The Cortex-X Custom Program allows for customisation and differentiation beyond the traditional roadmap of Arm Cortex products, according to the company.
The Cortex-X1 is the program’s first CPU and is, according to Arm, its most powerful Cortex processor to date, bringing 30% peak performance improvements over the current Cortex-A77 CPU. It also offers 22% single-thread integer performance improvements over the Cortex-A78.
“This short high-performance burst is best for reactivity and responsiveness when using devices, enabling the highest performance ever for smartphones and large screen devices,” said Arm. “The Cortex-X1 offers 2x machine learning performance improvements over the Cortex-A77. This is part of our wider push for more local compute performance.”
The Cortex-A78 CPU looks to deliver a combination of performance gains with more efficiency.
According to Arm, “The Cortex-A78 is our most efficient Cortex-A CPU ever designed for mobile device, providing double digit improvements for sustained performance”. While it has the same architecture as the Cortex-A77 it has a modified micro-architecture to increase performance/W and performance/area and provides a sustained 20 percent performance improvement over the Cortex-A77 within a 1W power budget.
Arm said that it has maximized efficiency through reducing structures that have low performance and area, such as on the L1-I and L1-D caches. As a result, “We have optimised existing structures to consume less power, such as the brand prediction structures. This leads to 4% less power for performance and 5% less area,” said Arm.

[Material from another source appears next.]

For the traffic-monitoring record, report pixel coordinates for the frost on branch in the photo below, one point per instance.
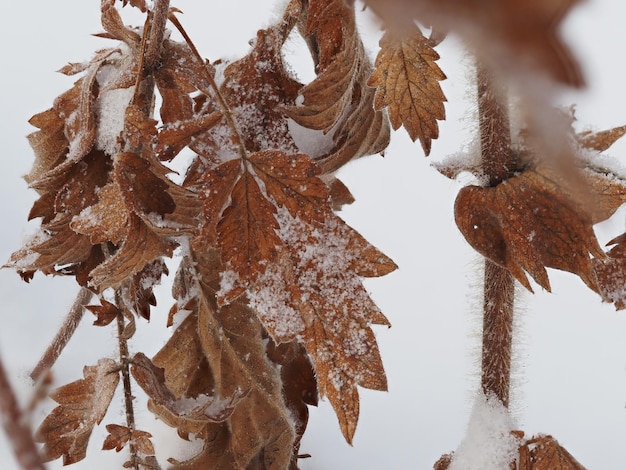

At a cluster level, the DynamIQ cluster of 4X Cortex-A77CPUs and 4X Cortex-A55 CPUs can be upgraded to 4x Cortex-A78 CPUs and 4X Cortex-A55 CPUs, to provide a 20 per cent sustained performance improvement in 15 per cent less space. By introducing the Cortex-X1, however, it is possible to boost peak performance by over 30 per cent.
The Cortex-X1 has been designed as a higher performance processor and, due to various microarchitecture upgrades, it has more resources compared to the Cortex-A78 - its decode bandwidth is increased by 25% to five instructions decoded per cycle, and MOP cache throughput has been increased by 33 % to 8 MOP/cycle. On Cortex-X1, the Neon engine gets two additional pipes, doubling its compute capacity over Cortex-A78, then Cortex-X1 supports 64kbyte L1 and up to 1Mbyte L2 cache.
.While last year saw the release of the Mali-G77, the new Mali-G78 - with Arm’s Valhall architecture - ,is said to deliver a further 25% improvement in graphics performance.
The device supports up to 24 cores and these advances have been made possible via asynchronous top level, tiler enhancements, and improved fragment dependency tracking, according to ARM.
The company has also announced a new sub-tier of GPUs. The move, in response to demand from partners, sees the introduction of the Mali-G68. According to Arm, “It supports up to six cores and inherits all the latest Mali-G78 features.”
To address expanding demand for machine learning (ML) the Ethos-N78 is a neural networking processor. “Compared to the Ethos-N77 it is capable of delivering greater on-device ML capabilities but with up to 25% more performance efficiency,” said the company. “The Ethos-N78 also offers unprecedented levels of configurability, with available configurations starting at 1Top/s on up to 10Top/s.”